The trouble with a bi-weekly column is that you sometimes get a bit behind the news. As everyone knows by now, the California Supreme Court upheld the legality of Proposition 8, which effectively bans same-sex marriage. It seems to me that this august body is reading the law through some lens other than its sworn duty to uphold and protect the Constitution.

The First Amendment to the Constitution leads with a simple but clear statement: "Congress shall make no law respecting an establishment of religion, or prohibiting the free exercise thereof."

This means that US citizens are free to practice any religion they choose or to practice no religion if they so choose, and it means that no one can impose their religious beliefs through law on anyone else and that a person's religious choice cannot be used as a qualifier for public office.

When the Constitution was written, slavery was legal and widely accepted; when slavery was no longer accepted, the Constitution was amended to reflect that change in the public will and consciousness. Similarly for voting rights, taxation, and other issues. Where the public will proved to be misguided (i.e. prohibition), the process of amendment set it right. Works pretty well, don't you think?

Notwithstanding that, we are seeing some serious attempts to subvert these Constitutional fundamentals. The so-called Religious Right believes that its moral values should stand above the Constitution and that these values, though manifestly religious in nature, should be the law of the land. They would impose their values on all of us, most recently their values around the institution of marriage.

Marriage is a funny thing in a country without an established church. Fundamentally it's a civil contract between two people. Period. In a country that, besides having no established church also has the free expression of religion, marriage may also be a religious sacrament. In this country, for the sake of convenience, the civil power has been delegated, though not exclusively, to clergy so that people don't have to have two ceremonies. The ultimate power, though, resides with the civil authority, as witness Nevada's requiring a State license for anyone, including clergy to perform marriages. Civilly, there is no basis for saying that the contract must be between persons of opposite gender any more than, a hundred years ago, there was a basis for saying the persons must be of the same race.

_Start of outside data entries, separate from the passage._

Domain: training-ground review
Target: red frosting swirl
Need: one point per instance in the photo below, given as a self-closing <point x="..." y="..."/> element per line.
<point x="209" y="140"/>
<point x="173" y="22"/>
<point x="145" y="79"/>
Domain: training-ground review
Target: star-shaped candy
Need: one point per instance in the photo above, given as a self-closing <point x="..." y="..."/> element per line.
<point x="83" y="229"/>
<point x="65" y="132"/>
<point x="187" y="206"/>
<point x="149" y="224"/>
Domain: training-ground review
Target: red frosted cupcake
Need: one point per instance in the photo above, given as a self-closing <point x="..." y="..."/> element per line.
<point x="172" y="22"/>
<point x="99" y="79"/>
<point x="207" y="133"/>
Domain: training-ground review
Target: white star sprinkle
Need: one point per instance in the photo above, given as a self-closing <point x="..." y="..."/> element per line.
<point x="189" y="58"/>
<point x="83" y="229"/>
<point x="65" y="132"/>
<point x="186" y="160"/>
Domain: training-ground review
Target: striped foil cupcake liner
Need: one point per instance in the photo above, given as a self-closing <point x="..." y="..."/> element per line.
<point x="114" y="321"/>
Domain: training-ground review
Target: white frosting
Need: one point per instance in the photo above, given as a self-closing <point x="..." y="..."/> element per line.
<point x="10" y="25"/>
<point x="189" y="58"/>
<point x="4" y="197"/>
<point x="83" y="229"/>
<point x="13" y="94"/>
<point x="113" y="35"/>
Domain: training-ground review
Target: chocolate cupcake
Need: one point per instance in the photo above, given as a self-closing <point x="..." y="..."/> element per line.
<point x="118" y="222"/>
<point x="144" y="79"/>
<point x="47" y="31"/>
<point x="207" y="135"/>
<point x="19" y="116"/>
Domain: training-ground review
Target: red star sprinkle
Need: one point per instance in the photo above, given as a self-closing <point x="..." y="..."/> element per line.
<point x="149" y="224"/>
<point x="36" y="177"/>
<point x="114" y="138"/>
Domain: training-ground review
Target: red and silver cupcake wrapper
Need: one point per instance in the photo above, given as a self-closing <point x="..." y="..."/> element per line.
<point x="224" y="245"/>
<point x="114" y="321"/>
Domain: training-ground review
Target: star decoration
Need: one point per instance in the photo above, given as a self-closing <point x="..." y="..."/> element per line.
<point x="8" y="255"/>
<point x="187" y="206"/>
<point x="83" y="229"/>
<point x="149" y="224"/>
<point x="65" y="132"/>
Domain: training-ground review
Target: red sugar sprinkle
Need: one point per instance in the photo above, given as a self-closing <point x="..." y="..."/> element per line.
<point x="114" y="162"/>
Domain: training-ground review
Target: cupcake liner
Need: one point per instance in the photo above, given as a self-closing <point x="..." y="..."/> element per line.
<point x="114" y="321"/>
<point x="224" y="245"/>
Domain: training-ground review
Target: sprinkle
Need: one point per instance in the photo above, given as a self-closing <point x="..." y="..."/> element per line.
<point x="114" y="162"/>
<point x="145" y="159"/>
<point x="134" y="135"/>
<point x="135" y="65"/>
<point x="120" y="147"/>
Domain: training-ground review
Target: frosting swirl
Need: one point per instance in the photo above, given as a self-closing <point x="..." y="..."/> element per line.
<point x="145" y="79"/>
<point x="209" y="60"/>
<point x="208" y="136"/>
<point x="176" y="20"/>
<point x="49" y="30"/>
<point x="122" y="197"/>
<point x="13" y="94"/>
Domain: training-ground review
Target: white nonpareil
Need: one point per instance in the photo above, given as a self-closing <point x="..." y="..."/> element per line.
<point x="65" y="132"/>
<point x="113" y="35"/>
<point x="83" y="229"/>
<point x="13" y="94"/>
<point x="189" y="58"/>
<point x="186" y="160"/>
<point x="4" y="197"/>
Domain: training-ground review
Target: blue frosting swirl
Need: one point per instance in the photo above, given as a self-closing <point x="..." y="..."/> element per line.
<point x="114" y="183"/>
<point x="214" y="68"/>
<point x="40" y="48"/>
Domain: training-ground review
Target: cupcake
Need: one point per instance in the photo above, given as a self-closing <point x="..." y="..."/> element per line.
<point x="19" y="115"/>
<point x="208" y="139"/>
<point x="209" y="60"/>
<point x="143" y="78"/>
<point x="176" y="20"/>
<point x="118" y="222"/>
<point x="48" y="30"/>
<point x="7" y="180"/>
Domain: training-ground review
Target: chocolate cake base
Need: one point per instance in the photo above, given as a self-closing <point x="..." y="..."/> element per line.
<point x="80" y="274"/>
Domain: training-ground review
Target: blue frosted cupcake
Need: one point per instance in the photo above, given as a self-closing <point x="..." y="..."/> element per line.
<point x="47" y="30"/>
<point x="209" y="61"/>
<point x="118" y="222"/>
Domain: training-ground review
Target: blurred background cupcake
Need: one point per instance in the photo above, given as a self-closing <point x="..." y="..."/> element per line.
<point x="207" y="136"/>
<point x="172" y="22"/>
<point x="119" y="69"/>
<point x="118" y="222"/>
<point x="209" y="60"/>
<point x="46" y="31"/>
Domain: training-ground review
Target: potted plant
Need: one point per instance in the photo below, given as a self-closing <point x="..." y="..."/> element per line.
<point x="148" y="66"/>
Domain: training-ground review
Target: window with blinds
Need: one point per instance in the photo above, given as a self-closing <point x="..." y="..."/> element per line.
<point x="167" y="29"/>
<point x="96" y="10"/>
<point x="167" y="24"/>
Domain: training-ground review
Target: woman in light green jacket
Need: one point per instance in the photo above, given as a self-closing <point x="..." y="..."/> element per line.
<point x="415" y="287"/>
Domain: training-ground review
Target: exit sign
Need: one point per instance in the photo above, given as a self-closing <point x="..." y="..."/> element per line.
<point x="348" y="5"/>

The only point that should be at issue in the same-sex marriage debate (which shouldn't be a debate at all) is equality. A religious institution has the right to proffer or deny its sacraments to anyone it chooses, presumably based on its system of beliefs. In fact, that right is generally strongly protected – if a practitioner of Santeria sacrifices an animal as part of their religious ritual, they are exempt from prosecution under animal cruelty laws. If a Native American group takes peyote as part of their rites, they are similarly exempt from the drug laws. So if a religious groups wishes to bar same-sex couples from the sacrament of marriage in their church, they have that right and the right is and should be inviolable. But the government operates (or should operate) under a different ethic, the ethic of equality. This is no less true for same-sex marriage than it is for cases of discrimination in housing or public accommodations. In short, the government should operate according to legislated regulations, not religiously dictated morality.

The Religious Right have a Constitutionally guaranteed right to their beliefs. They do not have the right to impose their values on the Constitution, and yet they try – as they are trying with abortion, stem cell research, and as they will try with other things. They can try – the Constitution guarantees them that right also – but they can't do it, and whatever your religious or moral beliefs about these issues are, you can't afford to let them.